N'oublions pas non plus nos productions locales. Le riz cultivé en France, notamment en Camargue, est soumis à des règles beaucoup plus strictes et contient donc nettement moins de pesticides. Il faut juste garder en tête que ces variétés françaises, tout comme les grains longs en général, ont tendance à absorber un peu plus d'arsenic naturellement présent dans le sol.

C'est un point à surveiller, mais cela reste une option bien plus saine que les produits lourdement traités chimiquement à l'autre bout du monde.

Mes petites habitudes à changer en cuisine

Des mains rinçant du riz dans une passoire en métal sous l'eau courante d'un évier de cuisine moderne

Au-delà du choix en magasin, la façon dont nous préparons notre repas a un impact énorme sur ce que nous avalons au final.
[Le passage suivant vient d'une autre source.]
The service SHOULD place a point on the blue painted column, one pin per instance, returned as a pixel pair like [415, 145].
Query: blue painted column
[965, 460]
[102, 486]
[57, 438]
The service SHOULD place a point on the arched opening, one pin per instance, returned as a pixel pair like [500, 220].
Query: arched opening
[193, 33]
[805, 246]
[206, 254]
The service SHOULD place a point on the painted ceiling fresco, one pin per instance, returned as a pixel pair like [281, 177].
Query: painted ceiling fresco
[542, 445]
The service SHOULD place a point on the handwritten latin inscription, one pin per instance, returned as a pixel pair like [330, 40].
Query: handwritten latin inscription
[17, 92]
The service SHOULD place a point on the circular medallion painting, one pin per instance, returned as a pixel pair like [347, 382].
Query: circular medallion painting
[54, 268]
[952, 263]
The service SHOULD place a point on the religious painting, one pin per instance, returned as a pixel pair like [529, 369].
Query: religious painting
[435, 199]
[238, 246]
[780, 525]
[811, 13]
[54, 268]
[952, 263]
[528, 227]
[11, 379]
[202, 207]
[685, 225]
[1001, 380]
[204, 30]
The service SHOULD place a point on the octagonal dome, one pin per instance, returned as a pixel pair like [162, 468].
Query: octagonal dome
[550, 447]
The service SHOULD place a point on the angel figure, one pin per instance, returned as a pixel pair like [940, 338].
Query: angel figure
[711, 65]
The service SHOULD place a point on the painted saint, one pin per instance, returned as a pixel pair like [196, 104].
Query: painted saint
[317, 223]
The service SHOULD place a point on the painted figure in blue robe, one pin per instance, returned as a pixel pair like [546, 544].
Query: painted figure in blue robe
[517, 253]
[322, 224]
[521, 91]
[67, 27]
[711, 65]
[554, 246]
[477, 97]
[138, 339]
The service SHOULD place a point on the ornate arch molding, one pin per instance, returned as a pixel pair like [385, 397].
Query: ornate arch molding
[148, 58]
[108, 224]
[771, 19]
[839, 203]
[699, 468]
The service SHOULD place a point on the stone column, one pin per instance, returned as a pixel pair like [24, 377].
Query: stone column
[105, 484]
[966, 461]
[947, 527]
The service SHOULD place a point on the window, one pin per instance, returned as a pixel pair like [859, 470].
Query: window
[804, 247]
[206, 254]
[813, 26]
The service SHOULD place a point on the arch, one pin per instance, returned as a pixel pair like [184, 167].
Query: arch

Il existe des gestes très simples, presque des réflexes de grand-mère, qui permettent de nettoyer efficacement nos grains avant de les cuire.

  • La première étape indispensable, c'est le rinçage. Ne zappez jamais cette étape ! Passez votre portion sous l'eau froide à plusieurs reprises jusqu'à ce que l'eau devienne parfaitement claire. Cela permet d'éliminer une bonne partie des impuretés de surface et de l'amidon libre.
  • Encore mieux : si vous avez un peu de temps devant vous, laissez tremper votre riz dans un grand bol d'eau pendant quelques heures. C'est une technique redoutable pour faire baisser drastiquement le taux d'arsenic.
  • Pour la cuisson, oubliez la méthode où toute l'eau est absorbée (la cuisson pilaf), sauf si vous êtes certain de la pureté absolue de votre produit. Préférez une cuisson dans un très grand volume d'eau bouillante, comme vous le feriez pour des pâtes. Une fois cuit, vous égouttez et vous jetez l'eau de cuisson, qui emportera avec elle les derniers résidus indésirables.
  • Enfin, la clé d'une alimentation saine réside dans la diversité. Ne mangez pas toujours la même chose ! Alternez entre le basmati, le thaï, le grain rond, les origines asiatiques ou européennes (l'Italie et l'Espagne sont d'excellents producteurs). En variant les plaisirs, vous limitez les risques liés à une seule source d'approvisionnement.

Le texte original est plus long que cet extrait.